The last thing I wanted was to fall in love, but he fell into my life. With him it was perfect, he was the perfect distraction while I was in this limbo. It was one of those things where you can spend every waking moment together and never get sick of each other. You could do nothing, you could do anything, you just never wanted it to end. If you could just live forever it still wouldn’t be enough time together. It was easy, you didn’t have to try, you never stopped laughing; you were best friends, you were lovers, you were just a continuation of each other. We didn’t have to talk. Or we could just speak in absurd internet memes. Everything about us just worked when we were together. That was the reality of the situation, that was how we lived that summer. But, it was superficial. We ignored the question of “what are we” and if it did come up it ended in a fight because hey, reality, being a grown up – it’s just not as fun. Why deal with what would happen when the summer ended when we still had the summer, we still had right now. Looking back I was more guilty of it than he was. We didn’t talk about what was going on beneath the surface of ourselves and in that sense we were both using each other. Worst of all, we weren’t willing to let go of each other, for what we did for each other, for who we were when we were with each other – at least superficially happy.
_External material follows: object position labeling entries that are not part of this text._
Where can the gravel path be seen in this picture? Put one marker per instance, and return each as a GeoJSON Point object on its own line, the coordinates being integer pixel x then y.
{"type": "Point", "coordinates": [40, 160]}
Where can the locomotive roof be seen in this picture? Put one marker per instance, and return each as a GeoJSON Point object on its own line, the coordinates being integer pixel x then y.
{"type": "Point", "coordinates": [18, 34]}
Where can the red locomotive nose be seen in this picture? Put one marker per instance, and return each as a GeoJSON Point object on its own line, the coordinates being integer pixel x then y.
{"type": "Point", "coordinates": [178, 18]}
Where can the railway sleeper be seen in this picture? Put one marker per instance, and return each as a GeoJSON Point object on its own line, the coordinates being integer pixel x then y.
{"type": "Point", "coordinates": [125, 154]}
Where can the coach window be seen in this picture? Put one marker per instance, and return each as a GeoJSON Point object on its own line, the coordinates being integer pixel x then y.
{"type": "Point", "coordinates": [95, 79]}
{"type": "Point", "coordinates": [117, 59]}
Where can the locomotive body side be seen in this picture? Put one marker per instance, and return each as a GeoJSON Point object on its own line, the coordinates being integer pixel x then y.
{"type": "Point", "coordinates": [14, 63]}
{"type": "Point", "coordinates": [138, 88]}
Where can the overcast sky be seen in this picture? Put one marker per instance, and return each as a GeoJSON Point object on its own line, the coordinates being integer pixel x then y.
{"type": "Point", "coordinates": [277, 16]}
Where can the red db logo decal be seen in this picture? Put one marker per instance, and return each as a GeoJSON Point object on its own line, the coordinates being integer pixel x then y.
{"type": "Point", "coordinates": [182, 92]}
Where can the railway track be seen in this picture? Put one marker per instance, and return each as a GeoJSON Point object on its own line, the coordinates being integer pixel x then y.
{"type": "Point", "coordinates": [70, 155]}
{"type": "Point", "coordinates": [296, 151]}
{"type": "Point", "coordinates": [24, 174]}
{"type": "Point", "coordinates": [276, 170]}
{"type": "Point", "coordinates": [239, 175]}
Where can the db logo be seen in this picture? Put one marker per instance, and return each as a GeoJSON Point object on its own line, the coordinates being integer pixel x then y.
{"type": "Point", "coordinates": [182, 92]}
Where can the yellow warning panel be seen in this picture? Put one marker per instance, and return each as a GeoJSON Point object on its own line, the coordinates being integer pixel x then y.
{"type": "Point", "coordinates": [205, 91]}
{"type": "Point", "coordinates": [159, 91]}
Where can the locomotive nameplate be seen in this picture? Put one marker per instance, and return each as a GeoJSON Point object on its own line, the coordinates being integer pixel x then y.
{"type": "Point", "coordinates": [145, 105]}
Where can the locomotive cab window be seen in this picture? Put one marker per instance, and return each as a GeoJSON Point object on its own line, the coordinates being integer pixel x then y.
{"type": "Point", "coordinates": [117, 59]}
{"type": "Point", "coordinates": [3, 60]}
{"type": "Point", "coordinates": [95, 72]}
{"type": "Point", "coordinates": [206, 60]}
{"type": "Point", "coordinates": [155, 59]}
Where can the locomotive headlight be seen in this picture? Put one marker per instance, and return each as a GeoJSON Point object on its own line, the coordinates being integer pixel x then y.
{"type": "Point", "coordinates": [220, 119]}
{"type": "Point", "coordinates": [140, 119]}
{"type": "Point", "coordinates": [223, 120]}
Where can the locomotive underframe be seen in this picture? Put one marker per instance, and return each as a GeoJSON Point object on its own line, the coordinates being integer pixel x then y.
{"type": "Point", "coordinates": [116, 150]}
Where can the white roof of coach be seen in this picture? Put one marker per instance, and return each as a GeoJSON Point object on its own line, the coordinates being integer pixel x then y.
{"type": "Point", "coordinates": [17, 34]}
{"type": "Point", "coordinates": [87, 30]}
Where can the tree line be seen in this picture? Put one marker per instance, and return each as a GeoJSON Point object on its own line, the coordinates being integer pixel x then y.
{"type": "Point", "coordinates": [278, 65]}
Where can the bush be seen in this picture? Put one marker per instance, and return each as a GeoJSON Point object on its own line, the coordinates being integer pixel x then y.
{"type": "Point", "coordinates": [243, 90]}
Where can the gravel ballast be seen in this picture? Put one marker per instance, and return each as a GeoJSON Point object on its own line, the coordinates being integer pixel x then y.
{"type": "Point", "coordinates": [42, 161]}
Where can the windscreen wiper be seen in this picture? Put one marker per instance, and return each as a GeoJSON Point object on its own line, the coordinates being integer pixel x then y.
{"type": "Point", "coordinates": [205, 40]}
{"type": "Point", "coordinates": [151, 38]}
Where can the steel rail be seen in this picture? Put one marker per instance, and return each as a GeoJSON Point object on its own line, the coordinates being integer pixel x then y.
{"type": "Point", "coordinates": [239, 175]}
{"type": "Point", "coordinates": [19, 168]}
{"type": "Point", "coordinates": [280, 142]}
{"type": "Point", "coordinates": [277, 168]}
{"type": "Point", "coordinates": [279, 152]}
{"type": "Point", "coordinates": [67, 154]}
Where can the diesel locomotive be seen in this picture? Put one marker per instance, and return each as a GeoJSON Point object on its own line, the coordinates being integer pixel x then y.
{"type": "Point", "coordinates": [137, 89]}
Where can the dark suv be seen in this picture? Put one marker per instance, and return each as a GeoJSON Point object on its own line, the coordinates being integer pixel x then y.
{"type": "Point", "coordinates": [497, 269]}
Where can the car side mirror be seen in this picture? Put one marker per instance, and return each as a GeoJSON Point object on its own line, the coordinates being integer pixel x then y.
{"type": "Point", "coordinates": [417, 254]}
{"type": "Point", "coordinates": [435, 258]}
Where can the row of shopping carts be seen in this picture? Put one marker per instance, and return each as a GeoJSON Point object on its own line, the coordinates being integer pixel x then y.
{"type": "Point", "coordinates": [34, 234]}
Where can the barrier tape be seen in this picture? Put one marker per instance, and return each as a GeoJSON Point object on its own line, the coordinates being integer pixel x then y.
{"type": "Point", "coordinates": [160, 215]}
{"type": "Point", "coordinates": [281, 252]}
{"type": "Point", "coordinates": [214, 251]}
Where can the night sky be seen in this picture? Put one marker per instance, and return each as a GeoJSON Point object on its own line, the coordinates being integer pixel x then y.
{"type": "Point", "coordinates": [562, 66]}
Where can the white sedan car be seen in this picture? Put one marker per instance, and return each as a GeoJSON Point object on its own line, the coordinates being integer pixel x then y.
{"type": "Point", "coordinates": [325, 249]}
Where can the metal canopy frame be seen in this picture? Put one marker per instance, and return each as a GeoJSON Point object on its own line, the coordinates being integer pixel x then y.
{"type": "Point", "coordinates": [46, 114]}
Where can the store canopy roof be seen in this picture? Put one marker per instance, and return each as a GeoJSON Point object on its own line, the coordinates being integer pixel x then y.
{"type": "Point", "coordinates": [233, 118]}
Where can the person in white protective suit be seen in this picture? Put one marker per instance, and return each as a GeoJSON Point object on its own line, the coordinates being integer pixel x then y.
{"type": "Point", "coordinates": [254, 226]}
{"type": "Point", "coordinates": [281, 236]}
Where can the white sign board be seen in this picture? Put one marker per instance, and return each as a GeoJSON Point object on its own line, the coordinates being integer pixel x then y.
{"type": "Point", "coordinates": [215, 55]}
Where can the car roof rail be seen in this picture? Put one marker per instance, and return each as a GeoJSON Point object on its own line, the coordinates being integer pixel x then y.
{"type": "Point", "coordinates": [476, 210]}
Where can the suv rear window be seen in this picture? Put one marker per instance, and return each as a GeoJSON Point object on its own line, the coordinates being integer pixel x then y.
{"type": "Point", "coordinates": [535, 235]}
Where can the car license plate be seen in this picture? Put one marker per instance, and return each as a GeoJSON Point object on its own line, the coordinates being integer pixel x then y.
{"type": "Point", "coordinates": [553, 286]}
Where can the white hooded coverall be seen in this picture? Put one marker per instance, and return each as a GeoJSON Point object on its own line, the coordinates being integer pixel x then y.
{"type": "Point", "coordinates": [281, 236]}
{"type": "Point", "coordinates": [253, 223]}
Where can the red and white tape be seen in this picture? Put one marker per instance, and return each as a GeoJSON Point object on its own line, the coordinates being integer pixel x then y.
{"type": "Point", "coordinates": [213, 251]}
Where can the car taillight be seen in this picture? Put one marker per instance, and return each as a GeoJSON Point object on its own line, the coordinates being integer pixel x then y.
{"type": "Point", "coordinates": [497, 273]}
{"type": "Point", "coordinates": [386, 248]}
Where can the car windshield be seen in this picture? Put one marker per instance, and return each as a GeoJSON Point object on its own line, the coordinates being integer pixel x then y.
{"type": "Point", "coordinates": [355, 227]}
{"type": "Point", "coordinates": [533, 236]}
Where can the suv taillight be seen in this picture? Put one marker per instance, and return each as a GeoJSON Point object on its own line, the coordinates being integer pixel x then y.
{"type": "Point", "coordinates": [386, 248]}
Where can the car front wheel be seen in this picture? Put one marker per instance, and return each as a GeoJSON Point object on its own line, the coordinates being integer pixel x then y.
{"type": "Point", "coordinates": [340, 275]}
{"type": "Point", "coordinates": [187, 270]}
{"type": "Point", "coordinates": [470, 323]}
Fast forward. I move to a different state. Living in blissful denial ends, as we always knew it would but never acknowledged, and we were over. Except that we weren’t. Every time I went “home” on break, I went home to him, and we went back to summer (though in fairness I didn’t have an actual home to go to, he had literally and figuratively been my home before I left, thus making the sticky situation even stickier). And then I’d go back to school. And this went on for months until I just couldn’t live like that anymore, I had to wake up. I couldn’t continue in la-la-land where people pretend they don’t have real issues or communicate on a genuine level – that was great after my dad died and I literally couldn’t process thoughts or emotion – but not anymore, not when you need to start accepting things and move on with your life. All summers end. I told him I couldn’t see him again. But he didn’t get it. He didn’t want to lose me as a friend. He made me feel like an awful person for trying to cut him out of my life. He wasn’t ready to give it up, he wasn’t ready to grow up.
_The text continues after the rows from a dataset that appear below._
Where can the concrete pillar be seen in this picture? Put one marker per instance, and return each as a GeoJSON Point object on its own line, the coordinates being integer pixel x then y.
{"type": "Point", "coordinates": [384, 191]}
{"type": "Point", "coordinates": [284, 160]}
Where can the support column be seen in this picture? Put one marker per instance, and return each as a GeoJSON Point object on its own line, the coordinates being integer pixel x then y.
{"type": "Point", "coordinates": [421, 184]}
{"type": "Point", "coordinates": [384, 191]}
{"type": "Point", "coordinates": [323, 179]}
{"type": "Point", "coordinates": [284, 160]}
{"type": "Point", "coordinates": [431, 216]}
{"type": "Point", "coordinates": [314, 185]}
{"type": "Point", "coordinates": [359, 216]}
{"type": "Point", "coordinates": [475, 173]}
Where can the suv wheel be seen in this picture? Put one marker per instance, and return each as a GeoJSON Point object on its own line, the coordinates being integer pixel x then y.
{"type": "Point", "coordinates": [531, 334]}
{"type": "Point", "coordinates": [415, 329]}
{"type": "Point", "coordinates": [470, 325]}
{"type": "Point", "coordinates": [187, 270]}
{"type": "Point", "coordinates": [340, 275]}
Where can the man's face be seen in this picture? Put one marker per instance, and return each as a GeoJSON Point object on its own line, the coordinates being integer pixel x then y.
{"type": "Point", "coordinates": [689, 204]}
The problem was he knew it was hurting me, he knew that I cared about him, and he knew how much I would love to continue living in that denial. He, mind you, who is old enough that he has had no excuse to refuse to grow up. So I’d ignore him, then he’d text me, then weeks of silence, ignore, he’d call, silence, lather, rinse, repeat. It’s extremely hard to realize, in that situation, that the person you think you know so well, who claims to care about you immensely, that you spent every moment with for so long – actually doesn’t give a crap about you. He cared about the idea of me, the place-filler of me, who he was to me. How easy it was when we were together, that after months of not seeing each other it could go right back to normal. This is the issue, this is what made him a fisherman. If he cared, really cared , he would have just left me alone because he knew I had to move on in my life – I deserved to move on with my life.

But no. He had to keep trying to reel me back in. For two solid years since I met him, he kept trying to reel me back in. You can just imagine my utter elation when I updated to iOS 7 and discovered the wondrous, beautiful creature that is the block caller feature. It’s finally over. His denial ran deeper than mine, he didn’t and still doesn’t want to face reality. But you can’t go down with a sinking ship that’s too stubborn to save itself. Pulling the plug in the first place is hard enough. Pulling it twenty more times is excruciating. Especially when you do truly care about the person, you miss them with all of your heart, you’d love to go back to that place where you were both happy – at least on the surface, at least in the moment. Full of laughter and warm buttery pancakes at the diner on Sunday morning. Driving up the Taconic with no real destination, just you two and good ole’ Bob Dylan. It would all be so easy. But it’s not real life. And for those fishermen, you just need to cut the cord once and for all. Because they will never do it for you.